The Company entered into an underwriting agreement, dated October 29, 2018 (the “Underwriting Agreement”), with Goldman Sachs & Co. LLC, Merrill Lynch, Pierce, Fenner & Smith Incorporated, Mizuho Securities USA LLC, SMBC Nikko Securities America, Inc. and Wells Fargo Securities, LLC, as representatives of the underwriters named therein (together, the “Underwriters”), related to the offering, issuance and sale of the Notes. The Underwriting Agreement contains customary terms, conditions, representations and warranties and indemnification provisions.
The Notes bear interest at the rate of 4.750% per annum and mature on January 15, 2049. Interest on the Notes is payable semi-annually in arrears on January 15 and July 15 of each year, beginning on January 15, 2019. The Notes will be redeemable, at the sole option of the Company, in whole at any time or in part from time to time at a redemption price as described below. The redemption price for the Notes, at any time prior to July 15, 2048 (a “Par Call Date”) will be equal to the greater of (i) 100% of the aggregate principal amount of the Notes to be redeemed and (ii) an amount equal to the sum of the present values of the remaining scheduled payments for principal of and interest on the Notes to be redeemed that would be due if the Notes matured on the Par Call Date, not including any portion of the payments of interest accrued as of such redemption date, discounted to such redemption date; plus, in each case, accrued and unpaid interest on the principal amount of the Notes to be redeemed to, but excluding, such redemption date. On or after the Par Call Date, the redemption price will be equal to 100% of the principal amount of the Notes to be redeemed, plus accrued and unpaid interest thereon to the redemption date.
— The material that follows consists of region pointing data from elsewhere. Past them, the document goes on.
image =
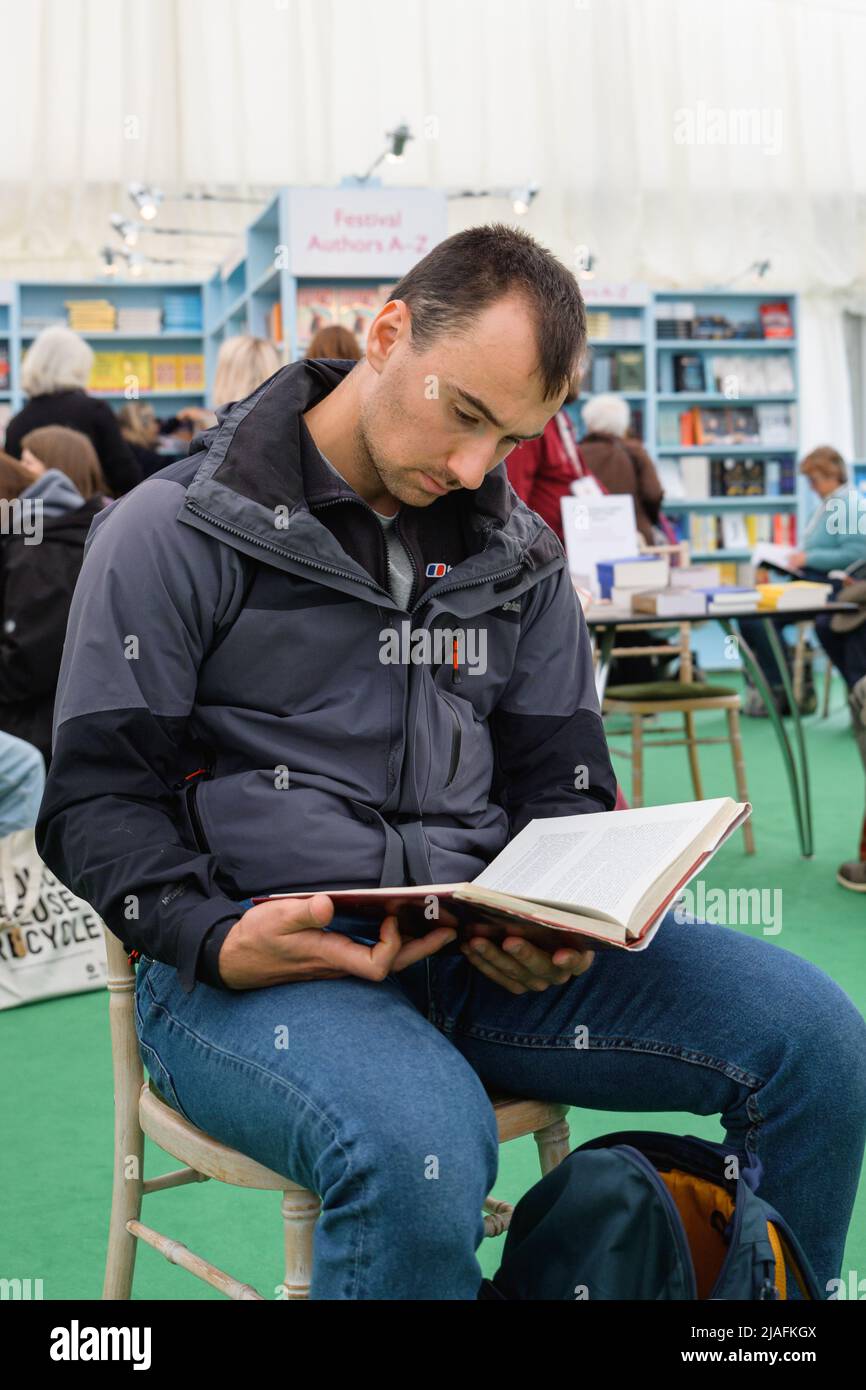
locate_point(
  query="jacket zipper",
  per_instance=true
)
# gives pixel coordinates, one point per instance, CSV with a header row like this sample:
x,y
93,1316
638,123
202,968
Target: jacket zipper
x,y
195,819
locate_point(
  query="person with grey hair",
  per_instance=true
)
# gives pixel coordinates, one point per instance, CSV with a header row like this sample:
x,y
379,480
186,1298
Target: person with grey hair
x,y
619,460
54,374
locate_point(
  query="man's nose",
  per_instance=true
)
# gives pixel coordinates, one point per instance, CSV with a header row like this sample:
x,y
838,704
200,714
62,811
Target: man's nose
x,y
470,466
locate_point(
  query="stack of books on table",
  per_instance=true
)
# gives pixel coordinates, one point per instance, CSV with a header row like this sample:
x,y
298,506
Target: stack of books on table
x,y
633,571
798,594
730,598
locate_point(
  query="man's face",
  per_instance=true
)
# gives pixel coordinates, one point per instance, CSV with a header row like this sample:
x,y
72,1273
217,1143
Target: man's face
x,y
441,419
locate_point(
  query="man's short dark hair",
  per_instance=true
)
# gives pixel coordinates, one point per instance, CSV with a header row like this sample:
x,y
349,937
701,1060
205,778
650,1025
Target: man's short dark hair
x,y
467,273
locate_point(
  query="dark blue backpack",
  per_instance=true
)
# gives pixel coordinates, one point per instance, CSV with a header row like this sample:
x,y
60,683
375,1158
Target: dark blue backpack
x,y
649,1216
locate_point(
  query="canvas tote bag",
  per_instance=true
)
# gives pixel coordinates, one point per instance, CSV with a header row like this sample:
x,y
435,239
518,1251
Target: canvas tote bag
x,y
50,941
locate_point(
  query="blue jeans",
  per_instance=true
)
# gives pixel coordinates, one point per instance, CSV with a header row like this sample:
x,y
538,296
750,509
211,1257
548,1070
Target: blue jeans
x,y
373,1096
21,783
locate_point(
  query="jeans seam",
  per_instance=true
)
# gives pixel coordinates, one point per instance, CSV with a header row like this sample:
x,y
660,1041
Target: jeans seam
x,y
253,1068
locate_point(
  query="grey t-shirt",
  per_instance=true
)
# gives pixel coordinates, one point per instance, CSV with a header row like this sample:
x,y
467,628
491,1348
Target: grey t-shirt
x,y
401,570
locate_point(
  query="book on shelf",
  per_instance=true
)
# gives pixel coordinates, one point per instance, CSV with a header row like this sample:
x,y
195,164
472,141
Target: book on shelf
x,y
91,316
182,312
142,319
356,307
274,323
136,364
317,307
592,881
751,374
766,424
164,371
776,320
118,371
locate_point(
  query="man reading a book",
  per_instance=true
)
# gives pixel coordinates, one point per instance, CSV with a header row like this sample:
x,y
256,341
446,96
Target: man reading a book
x,y
231,723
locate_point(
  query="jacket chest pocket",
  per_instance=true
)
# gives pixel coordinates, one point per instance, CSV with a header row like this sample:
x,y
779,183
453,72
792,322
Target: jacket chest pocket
x,y
453,754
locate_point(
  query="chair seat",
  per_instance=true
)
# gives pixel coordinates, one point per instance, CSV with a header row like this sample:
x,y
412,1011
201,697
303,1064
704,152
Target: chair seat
x,y
669,690
177,1136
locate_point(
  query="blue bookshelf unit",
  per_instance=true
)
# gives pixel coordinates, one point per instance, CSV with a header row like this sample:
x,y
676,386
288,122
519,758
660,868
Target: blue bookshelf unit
x,y
174,309
724,417
257,291
619,359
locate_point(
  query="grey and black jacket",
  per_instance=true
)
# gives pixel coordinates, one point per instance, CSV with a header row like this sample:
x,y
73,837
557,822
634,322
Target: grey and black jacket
x,y
231,719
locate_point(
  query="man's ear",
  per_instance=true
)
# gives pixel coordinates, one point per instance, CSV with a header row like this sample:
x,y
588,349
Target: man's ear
x,y
391,325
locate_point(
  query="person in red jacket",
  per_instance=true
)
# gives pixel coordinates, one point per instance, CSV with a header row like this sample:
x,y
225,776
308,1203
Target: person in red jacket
x,y
542,470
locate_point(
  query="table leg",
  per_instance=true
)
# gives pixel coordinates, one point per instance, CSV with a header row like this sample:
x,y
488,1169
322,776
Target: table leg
x,y
798,729
605,638
761,683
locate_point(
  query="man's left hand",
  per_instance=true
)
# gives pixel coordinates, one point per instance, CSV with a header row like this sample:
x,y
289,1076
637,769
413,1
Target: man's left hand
x,y
519,966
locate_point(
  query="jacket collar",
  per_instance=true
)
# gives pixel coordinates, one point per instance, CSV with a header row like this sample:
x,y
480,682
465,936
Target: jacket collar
x,y
263,484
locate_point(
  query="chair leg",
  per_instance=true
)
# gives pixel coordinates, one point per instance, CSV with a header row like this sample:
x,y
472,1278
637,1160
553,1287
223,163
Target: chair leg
x,y
637,761
692,756
553,1144
125,1196
733,723
300,1211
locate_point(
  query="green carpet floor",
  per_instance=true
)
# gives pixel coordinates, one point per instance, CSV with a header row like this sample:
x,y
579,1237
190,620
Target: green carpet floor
x,y
56,1079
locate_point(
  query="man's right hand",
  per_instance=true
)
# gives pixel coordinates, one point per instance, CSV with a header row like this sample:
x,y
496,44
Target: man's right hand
x,y
280,941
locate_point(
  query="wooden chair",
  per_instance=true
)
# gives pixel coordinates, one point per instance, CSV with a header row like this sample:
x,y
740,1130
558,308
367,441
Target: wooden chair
x,y
681,697
139,1111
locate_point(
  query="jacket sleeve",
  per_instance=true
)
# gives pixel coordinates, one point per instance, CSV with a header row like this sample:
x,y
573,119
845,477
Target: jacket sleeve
x,y
551,751
120,464
150,595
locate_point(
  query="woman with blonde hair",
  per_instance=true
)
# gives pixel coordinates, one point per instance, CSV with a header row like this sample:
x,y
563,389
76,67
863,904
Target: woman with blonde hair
x,y
141,430
335,342
54,375
242,364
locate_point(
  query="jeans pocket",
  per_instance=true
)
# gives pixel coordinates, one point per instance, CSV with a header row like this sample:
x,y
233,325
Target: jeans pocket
x,y
148,1014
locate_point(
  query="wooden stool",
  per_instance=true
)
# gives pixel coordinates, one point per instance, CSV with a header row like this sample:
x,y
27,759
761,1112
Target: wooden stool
x,y
139,1111
685,698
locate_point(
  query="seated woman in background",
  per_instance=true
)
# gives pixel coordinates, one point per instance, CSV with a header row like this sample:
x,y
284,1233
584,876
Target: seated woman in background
x,y
335,342
619,460
141,430
38,578
542,470
54,374
243,362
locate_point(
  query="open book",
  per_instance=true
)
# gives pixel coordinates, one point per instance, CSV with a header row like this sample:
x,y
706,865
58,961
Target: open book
x,y
597,880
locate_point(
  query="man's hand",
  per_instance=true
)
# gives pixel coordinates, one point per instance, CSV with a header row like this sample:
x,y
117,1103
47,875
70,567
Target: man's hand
x,y
519,966
284,940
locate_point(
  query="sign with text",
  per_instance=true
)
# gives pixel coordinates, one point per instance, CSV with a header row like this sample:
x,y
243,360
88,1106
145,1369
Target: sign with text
x,y
357,231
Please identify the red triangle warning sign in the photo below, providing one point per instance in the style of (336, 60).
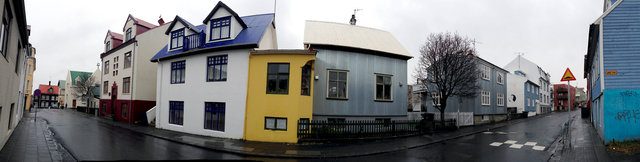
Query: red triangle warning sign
(568, 76)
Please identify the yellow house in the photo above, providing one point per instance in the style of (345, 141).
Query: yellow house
(279, 94)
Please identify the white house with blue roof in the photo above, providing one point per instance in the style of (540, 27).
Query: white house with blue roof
(203, 70)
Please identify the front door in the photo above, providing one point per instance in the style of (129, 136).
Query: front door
(114, 97)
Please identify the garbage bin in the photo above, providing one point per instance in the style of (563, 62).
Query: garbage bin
(585, 112)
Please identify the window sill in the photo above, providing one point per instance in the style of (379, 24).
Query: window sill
(216, 80)
(278, 93)
(220, 131)
(275, 129)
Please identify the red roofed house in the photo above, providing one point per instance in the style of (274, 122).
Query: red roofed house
(128, 79)
(48, 96)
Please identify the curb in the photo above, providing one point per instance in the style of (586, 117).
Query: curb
(258, 154)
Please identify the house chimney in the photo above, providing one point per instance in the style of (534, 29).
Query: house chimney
(353, 19)
(160, 21)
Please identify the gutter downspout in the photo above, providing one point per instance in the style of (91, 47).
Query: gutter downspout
(131, 81)
(158, 92)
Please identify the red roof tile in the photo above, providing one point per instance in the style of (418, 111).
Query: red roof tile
(116, 35)
(44, 89)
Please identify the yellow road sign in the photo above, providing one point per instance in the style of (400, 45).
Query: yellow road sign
(568, 76)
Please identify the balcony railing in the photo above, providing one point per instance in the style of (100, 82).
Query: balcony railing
(193, 41)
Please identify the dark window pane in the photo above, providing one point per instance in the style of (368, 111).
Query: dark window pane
(272, 68)
(379, 91)
(333, 76)
(343, 76)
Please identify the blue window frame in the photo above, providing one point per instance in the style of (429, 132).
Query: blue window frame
(217, 68)
(214, 115)
(278, 78)
(177, 38)
(176, 112)
(127, 35)
(220, 28)
(177, 72)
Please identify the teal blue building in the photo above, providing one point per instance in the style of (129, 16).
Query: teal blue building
(612, 70)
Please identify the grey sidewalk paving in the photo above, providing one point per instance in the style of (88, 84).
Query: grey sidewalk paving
(306, 150)
(586, 145)
(33, 141)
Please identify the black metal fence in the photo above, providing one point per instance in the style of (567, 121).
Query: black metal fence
(322, 129)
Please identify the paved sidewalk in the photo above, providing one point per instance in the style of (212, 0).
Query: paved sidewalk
(33, 141)
(585, 146)
(306, 150)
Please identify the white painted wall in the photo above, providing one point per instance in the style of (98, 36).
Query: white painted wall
(268, 40)
(149, 44)
(233, 92)
(122, 72)
(515, 86)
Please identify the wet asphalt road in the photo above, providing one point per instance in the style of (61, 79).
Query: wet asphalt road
(476, 147)
(88, 139)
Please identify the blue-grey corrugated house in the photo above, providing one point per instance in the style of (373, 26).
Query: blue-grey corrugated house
(489, 105)
(612, 69)
(361, 73)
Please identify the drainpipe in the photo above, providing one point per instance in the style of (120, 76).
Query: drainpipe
(131, 81)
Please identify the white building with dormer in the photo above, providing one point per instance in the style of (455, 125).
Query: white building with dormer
(128, 80)
(202, 71)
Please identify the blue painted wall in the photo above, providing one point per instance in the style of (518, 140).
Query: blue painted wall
(361, 68)
(621, 114)
(531, 95)
(621, 46)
The Notes are general unsecured obligations and rank equally in right of payment with any of the Company’s existing and future unsecured senior indebtedness.
The Notes were issued under an indenture, dated as of May 21, 2009 (the “Base Indenture”), between the Company, as issuer, and The Bank of New York Mellon Trust Company, N.A., as trustee (the “Trustee”), as supplemented by an eighteenth supplemental indenture, dated as of October 31, 2018 (the “Eighteenth Supplemental Indenture,” and together with the Base Indenture, the “Indenture”), between the Company and the Trustee. The Indenture provides for customary events of default, including, among other things, nonpayment, failure to comply with the other agreements in the Indenture for a period of 90 days, and certain events of bankruptcy, insolvency and reorganization.